Bookstart has the potential to benefit babies in so very many ways. We need secure funding but finance is not the only way in which people can contribute. The help of all interested parties is needed to help to spread the word about this life enhancing, world class, scheme. I do hope the readers of Books for Keeps will consider themselves Bookstart supporters and help to raise awareness of Bookstart and the concept of sharing books with babies.
If you would like to become a Bookstarter, and/or want more information on Bookstart, please contact The Bookstart Team at Booktrust on 020 8516 2995. Our website address is www.booktrust.org.uk
Rosemary Clarke, Schemes & Partnerships Co-Ordinator
Booktrust, Book House, 45 East Hill, London SW18 2QZ
THE UGLY DUCKLING
Dear Editor
I seldom comment on a review of my own writing but, for the record, my retelling of ‘The Ugly Duckling’ is not an abridgement of the Bodley Head translation as Elaine Moss suggests (‘Picture Books for the Not So Very Young’ in BfK No. 128). I consulted several translations, old and new, and worked directly from the Danish.
Kevin Crossley-Holland
Clare Cottage, Burnham Market, Norfolk PE31 8HE
STARS
Dear Editor
I read with interest the letter from Philip Pullman about the word ‘sad’ (BfK No. 129, ‘SAD’ STARS) and your reply. I had always assumed that ‘sad’ was being used in its more traditional sense of ‘causing sorrow’, for it is a shame when a book for children that has been through the hands of so many adults on the way to publication, still manages not to turn out well. I find ‘poor’ harsher.
I don’t know who has the final say in the awarding of stars, but I have certainly found them invaluable when choosing books for children.
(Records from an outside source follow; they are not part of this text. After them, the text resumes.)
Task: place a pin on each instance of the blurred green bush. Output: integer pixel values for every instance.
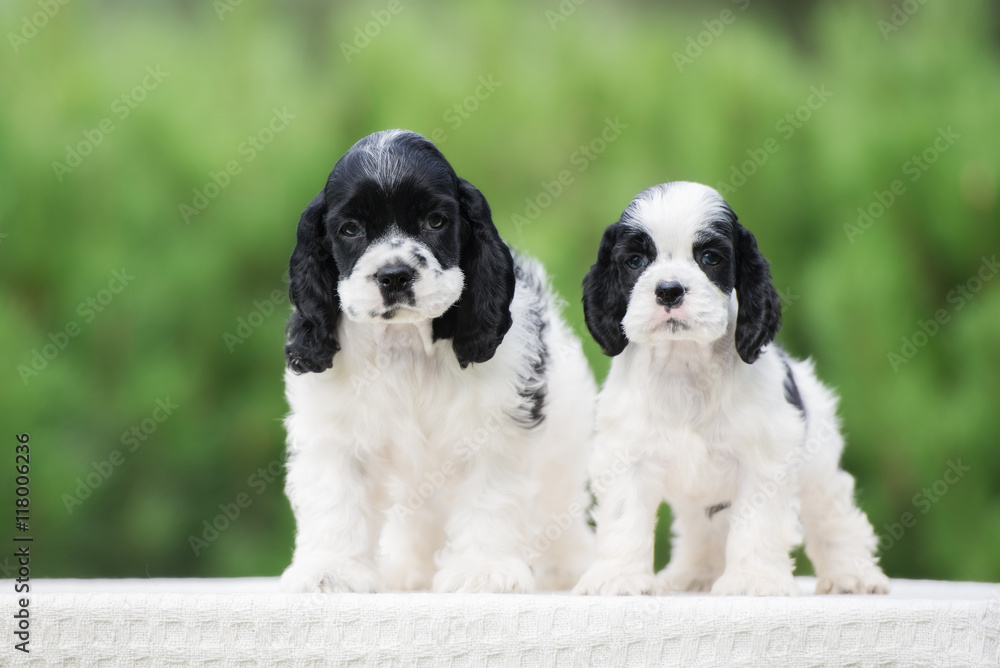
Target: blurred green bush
(190, 136)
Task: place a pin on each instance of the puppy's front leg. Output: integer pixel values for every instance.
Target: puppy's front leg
(333, 498)
(627, 500)
(486, 529)
(762, 531)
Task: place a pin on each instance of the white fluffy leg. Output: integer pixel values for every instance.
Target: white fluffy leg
(627, 500)
(698, 551)
(562, 561)
(762, 531)
(840, 541)
(409, 541)
(337, 524)
(485, 549)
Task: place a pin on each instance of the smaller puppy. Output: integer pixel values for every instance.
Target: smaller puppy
(741, 440)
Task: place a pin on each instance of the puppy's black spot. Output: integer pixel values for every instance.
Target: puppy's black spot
(717, 508)
(619, 510)
(792, 395)
(533, 385)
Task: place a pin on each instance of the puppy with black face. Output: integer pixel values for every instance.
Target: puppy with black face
(698, 410)
(441, 411)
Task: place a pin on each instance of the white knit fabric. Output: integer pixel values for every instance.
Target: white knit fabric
(246, 622)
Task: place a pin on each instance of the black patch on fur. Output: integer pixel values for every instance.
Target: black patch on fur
(792, 395)
(533, 386)
(717, 508)
(608, 284)
(718, 238)
(481, 317)
(312, 288)
(759, 316)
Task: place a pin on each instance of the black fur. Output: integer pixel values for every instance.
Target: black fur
(792, 395)
(717, 508)
(605, 298)
(480, 318)
(312, 288)
(759, 316)
(420, 183)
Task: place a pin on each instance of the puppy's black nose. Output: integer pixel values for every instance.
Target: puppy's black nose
(394, 278)
(669, 294)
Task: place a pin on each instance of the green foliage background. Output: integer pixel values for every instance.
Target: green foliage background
(849, 302)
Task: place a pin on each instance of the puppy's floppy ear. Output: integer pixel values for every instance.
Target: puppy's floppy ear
(759, 316)
(312, 288)
(604, 298)
(480, 318)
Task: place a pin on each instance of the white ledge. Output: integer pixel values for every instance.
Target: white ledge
(247, 621)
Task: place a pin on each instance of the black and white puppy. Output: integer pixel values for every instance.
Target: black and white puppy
(698, 410)
(441, 411)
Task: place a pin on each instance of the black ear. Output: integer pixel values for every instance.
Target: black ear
(313, 276)
(604, 298)
(759, 316)
(481, 317)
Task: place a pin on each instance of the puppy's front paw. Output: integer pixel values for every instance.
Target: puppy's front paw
(872, 581)
(327, 576)
(758, 584)
(605, 579)
(506, 576)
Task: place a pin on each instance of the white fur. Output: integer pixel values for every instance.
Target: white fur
(434, 288)
(682, 418)
(406, 471)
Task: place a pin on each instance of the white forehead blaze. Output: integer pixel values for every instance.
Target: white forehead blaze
(673, 214)
(381, 164)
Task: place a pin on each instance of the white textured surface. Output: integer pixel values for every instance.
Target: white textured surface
(246, 622)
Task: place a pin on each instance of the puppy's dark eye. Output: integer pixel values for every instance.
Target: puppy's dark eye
(433, 222)
(635, 262)
(710, 258)
(350, 229)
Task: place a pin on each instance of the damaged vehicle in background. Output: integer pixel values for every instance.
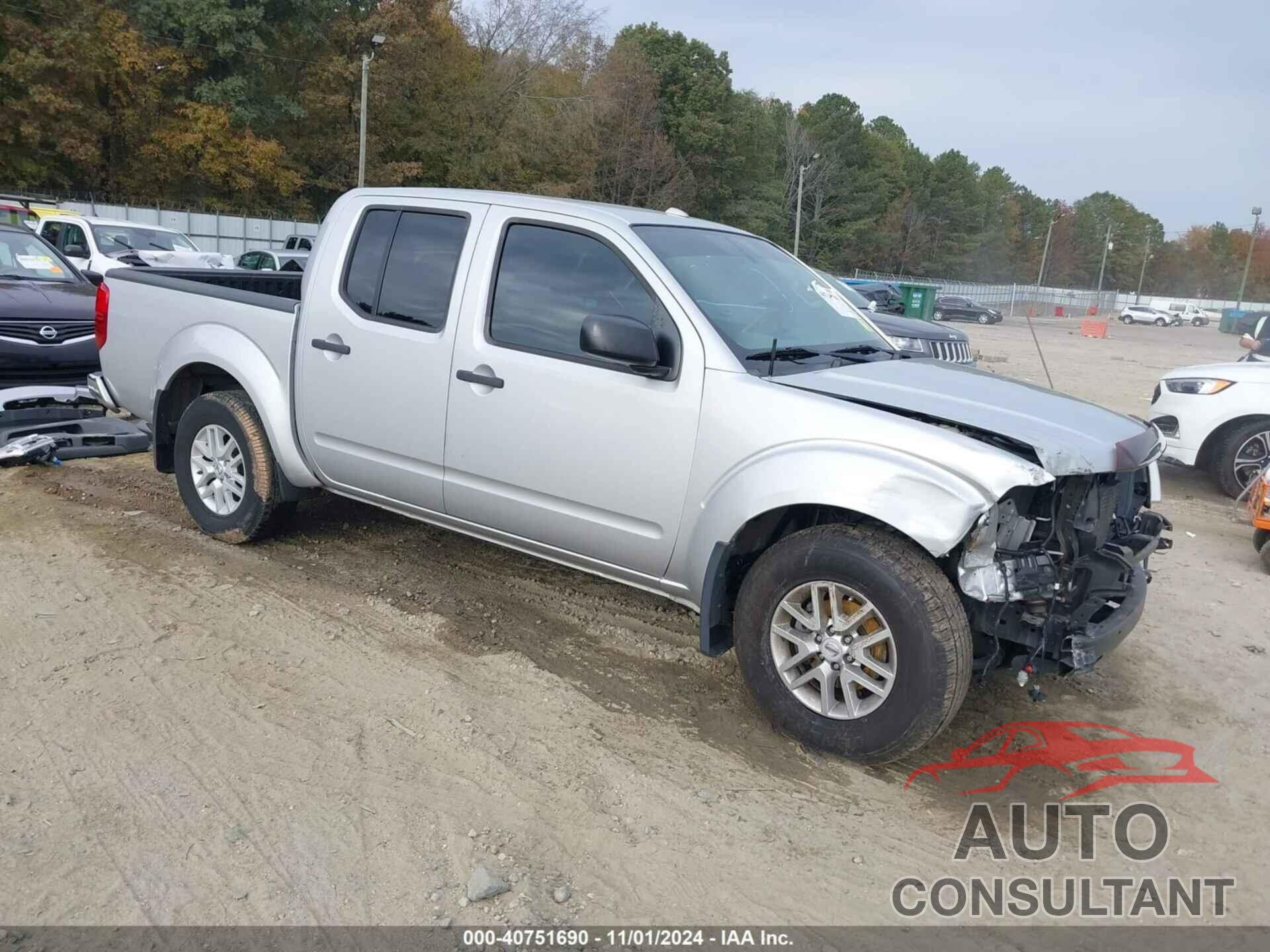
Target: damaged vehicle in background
(672, 404)
(910, 335)
(103, 244)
For this alone I would rate BfK ‘Unmissable’ and give it five stars!
Cynthia Dummett
3 Begonia Close, Kempshott, Basingstoke, Hampshire RG22 5RA
‘RELUCTANT’ 25-YEAR-OLD
Dear Editor
As a teenager, reading books was never on my 25-year-old brother’s list of things to do. And sadly, he had not read a book since leaving school.
But after a recent accident left him unable to work for a month, I gave him Harry Potter and the Philosopher’s Stone. Seeing the size of the book, he complained that it would probably take him a whole year to read. But in fact, he read it in five days Then promptly phoned me asking for the next Harry Potter book – ASAP. Within another week he was onto the third book and is currently telling all his friends about Harry. So, thank you, J.K. Rowling. And long reign Harry Potter!
Tania Cox
PO Box 972, Ayr, Queensland 4807, Australia
THE BRITISH COUNCIL
Dear Editor
Supporting your congratulations (BfK No. 128) to Grace Kempster, newly-appointed Director of Information Services Management with the British Council, it is a sad loss to ‘children’s library services in the UK’ but not necessarily of the UK. Given the high quality of British children’s books – something my students in a shadowing group for the LA Carnegie and Kate Greenaway Awards know only too well – the British Council may have a role in presenting the best of current children’s literature and librarianship at the various centres (some of which include libraries) around the world. Although local factors apply so that this role is not always prioritised, it is hoped that such ‘showcasing’ may occur more often than not, especially given the Council’s developing role in English language teaching – quality material with which English language skills may be used, as it were. Certainly, such support is helpful to those of us promoting quality English-language children’s books in other countries.